Tickets for the 2014 Olympic Winter Games have now gone on sale in Russia, with exactly one year to go until the Opening Ceremony takes place in Sochi on 7 February 2014.
Russian residents are able to buy tickets exclusively on the official Sochi 2014 website (www.sochi2014.com), while fans in other countries and territories can purchase tickets from their local National Olympic Committee (NOC) or an appointed Authorised Ticket Reseller (ATR). A full list of ATRs and their contact details can be found on the Sochi 2014 ticketing website (www.sochi2014.com), so that fans can find out more about the ticket sales process in their territory.
The Sochi 2014 Ticketing Programme is one of the largest in the history of the Winter Games, with all tickets for sporting events being sold online on a first-come first-served basis within Russia.
The least expensive tickets will cost approximately 500 RUB (about USD 17), with more than 40% of all tickets set to cost less than 3,000 RUB (about USD 99). In total, around 85% of all tickets will cost less than 9,000 RUB (about USD 297), while it will be possible buy tickets for every sport for 1,500 RUB (about USD 50) or less. Ticket prices for the Opening and Closing Ceremonies will start at 4,500 RUB (about USD 149), with the most expensive ticket costing 50,000 RUB (about USD 1,651).

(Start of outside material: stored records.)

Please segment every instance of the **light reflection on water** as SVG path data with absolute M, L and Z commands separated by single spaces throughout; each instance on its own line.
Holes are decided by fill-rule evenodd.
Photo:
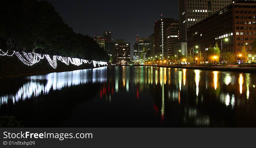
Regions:
M 28 82 L 20 87 L 16 94 L 0 95 L 0 105 L 7 103 L 8 99 L 12 100 L 15 103 L 19 99 L 47 94 L 51 89 L 54 91 L 61 90 L 63 88 L 83 84 L 106 82 L 106 72 L 102 70 L 105 71 L 106 68 L 103 67 L 27 77 Z M 42 80 L 46 80 L 46 84 L 42 83 Z
M 151 114 L 152 109 L 158 116 L 159 124 L 167 126 L 234 125 L 235 123 L 230 123 L 231 121 L 223 121 L 224 119 L 228 116 L 238 120 L 243 116 L 241 114 L 253 117 L 254 118 L 250 119 L 253 123 L 256 122 L 256 109 L 253 103 L 256 95 L 252 92 L 256 90 L 256 77 L 250 74 L 111 66 L 93 70 L 52 73 L 26 79 L 27 82 L 15 94 L 0 94 L 0 105 L 7 103 L 8 100 L 14 104 L 19 99 L 45 95 L 51 93 L 51 90 L 100 83 L 98 96 L 93 99 L 110 104 L 97 109 L 95 107 L 97 104 L 90 104 L 94 106 L 94 110 L 111 110 L 114 114 L 121 112 L 136 115 L 142 110 L 144 113 L 141 116 L 149 115 L 150 120 L 154 121 L 153 118 L 155 115 Z M 118 101 L 120 100 L 121 103 Z M 133 110 L 108 107 L 115 104 L 121 106 L 120 103 L 129 104 Z M 136 109 L 138 106 L 139 107 Z M 179 122 L 179 124 L 175 124 L 175 122 Z

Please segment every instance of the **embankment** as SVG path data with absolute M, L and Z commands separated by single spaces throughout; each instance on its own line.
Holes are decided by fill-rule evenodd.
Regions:
M 112 66 L 112 65 L 111 65 Z M 127 65 L 129 66 L 129 65 Z M 153 66 L 155 67 L 200 69 L 213 71 L 232 72 L 245 73 L 256 73 L 256 68 L 252 67 L 207 67 L 205 66 L 182 66 L 179 65 L 134 65 L 133 66 Z
M 96 64 L 95 67 L 93 62 L 83 63 L 77 66 L 73 64 L 67 65 L 57 60 L 57 66 L 54 69 L 49 64 L 46 58 L 32 66 L 24 64 L 16 56 L 0 56 L 0 78 L 42 74 L 54 72 L 72 71 L 76 70 L 93 69 L 99 67 Z

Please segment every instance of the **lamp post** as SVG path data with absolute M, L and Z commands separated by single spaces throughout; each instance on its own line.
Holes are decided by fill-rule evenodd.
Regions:
M 227 41 L 228 40 L 228 39 L 227 38 L 226 38 L 225 39 L 225 40 L 223 40 L 223 41 Z M 223 40 L 221 40 L 221 64 L 223 64 L 223 61 L 222 60 L 222 56 L 223 56 L 222 54 L 222 41 Z
M 213 58 L 214 58 L 214 60 L 213 60 L 213 67 L 214 67 L 214 61 L 215 60 L 215 59 L 217 58 L 217 57 L 216 57 L 216 56 L 214 56 L 214 57 L 213 57 Z
M 196 67 L 197 67 L 197 60 L 198 59 L 197 58 L 195 58 L 195 65 Z
M 240 57 L 240 67 L 242 67 L 242 55 L 240 54 L 239 55 L 239 56 Z

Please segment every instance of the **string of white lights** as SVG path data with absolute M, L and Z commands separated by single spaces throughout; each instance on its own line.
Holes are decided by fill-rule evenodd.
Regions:
M 57 68 L 57 60 L 56 56 L 53 56 L 53 58 L 52 60 L 51 59 L 51 58 L 50 57 L 50 56 L 48 54 L 45 55 L 45 58 L 46 58 L 46 59 L 47 59 L 47 60 L 48 60 L 48 62 L 49 62 L 49 64 L 50 64 L 50 65 L 52 67 L 52 68 L 54 69 Z
M 8 55 L 7 54 L 8 53 L 8 51 L 9 51 L 7 50 L 7 52 L 6 52 L 6 53 L 5 53 L 1 49 L 0 49 L 0 53 L 1 53 L 1 52 L 2 52 L 3 54 L 2 54 L 1 53 L 0 53 L 0 56 L 3 56 L 6 55 L 6 56 L 12 56 L 13 55 L 13 54 L 14 54 L 14 53 L 15 52 L 15 51 L 13 51 L 13 53 L 12 54 Z
M 99 67 L 100 66 L 100 65 L 102 66 L 108 65 L 107 63 L 105 62 L 92 60 L 90 62 L 89 62 L 88 60 L 84 59 L 74 58 L 71 58 L 70 57 L 62 57 L 60 56 L 53 56 L 53 59 L 52 60 L 50 57 L 50 56 L 48 55 L 43 54 L 42 56 L 41 56 L 41 54 L 36 53 L 27 53 L 25 52 L 22 52 L 23 55 L 23 56 L 19 52 L 15 51 L 13 51 L 13 53 L 12 54 L 8 55 L 8 51 L 9 51 L 8 50 L 6 53 L 5 53 L 3 51 L 0 49 L 0 56 L 12 56 L 14 54 L 15 54 L 21 61 L 24 64 L 28 66 L 32 66 L 38 63 L 41 59 L 43 59 L 45 57 L 46 58 L 51 66 L 54 69 L 57 68 L 57 59 L 62 62 L 65 63 L 67 65 L 69 65 L 70 63 L 74 65 L 79 66 L 83 64 L 83 63 L 85 64 L 87 63 L 90 64 L 92 62 L 93 63 L 94 67 L 96 67 L 97 64 L 98 64 Z M 25 58 L 24 58 L 23 56 Z

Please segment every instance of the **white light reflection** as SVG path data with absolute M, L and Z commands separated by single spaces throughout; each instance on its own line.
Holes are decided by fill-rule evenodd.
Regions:
M 224 83 L 226 85 L 228 85 L 231 82 L 232 78 L 230 73 L 226 73 L 224 78 Z
M 229 103 L 230 102 L 230 96 L 228 93 L 227 94 L 227 95 L 226 96 L 226 106 L 228 106 L 229 105 Z
M 251 78 L 250 76 L 250 74 L 246 74 L 246 97 L 247 99 L 249 99 L 250 96 L 250 90 L 249 90 L 249 85 L 250 85 L 250 83 L 251 82 Z
M 6 104 L 8 99 L 13 103 L 18 100 L 24 100 L 32 97 L 45 94 L 53 90 L 88 83 L 103 83 L 107 81 L 106 67 L 92 69 L 83 69 L 72 72 L 53 73 L 45 75 L 28 77 L 28 82 L 20 87 L 15 94 L 0 96 L 0 105 Z M 95 73 L 97 74 L 94 74 Z M 46 81 L 46 84 L 43 81 Z
M 214 89 L 216 90 L 217 88 L 217 83 L 218 82 L 218 72 L 214 71 Z
M 196 95 L 197 97 L 198 97 L 198 93 L 199 93 L 199 82 L 200 81 L 200 71 L 197 69 L 195 70 L 195 85 L 196 87 L 196 88 L 195 94 Z

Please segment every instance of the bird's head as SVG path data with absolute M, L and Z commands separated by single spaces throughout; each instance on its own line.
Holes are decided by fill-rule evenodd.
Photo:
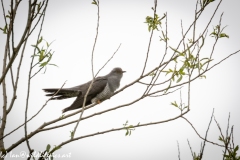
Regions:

In recognition of Visa's support for the Olympic Games for over 26 years, Visa cards will be the only cards accepted when paying for tickets to the Games.
During the Games, which run from 7-23 February 2014, any remaining tickets will be available from the Sochi 2014 website (www.sochi2014.com) as well as the Main Ticket Centres in Moscow and Sochi and Ticket Box Offices at the sports venues.
Fans have been advised that they should only buy tickets from authorized Sochi 2014 sources in order to avoid disappointment and potentially being refused entry to the venue.
All ticketholders are also required to obtain a Spectator Pass, which, in addition to their ticket, will allow them to gain entry to the event, as well as helping to minimise queues at venues during the Games.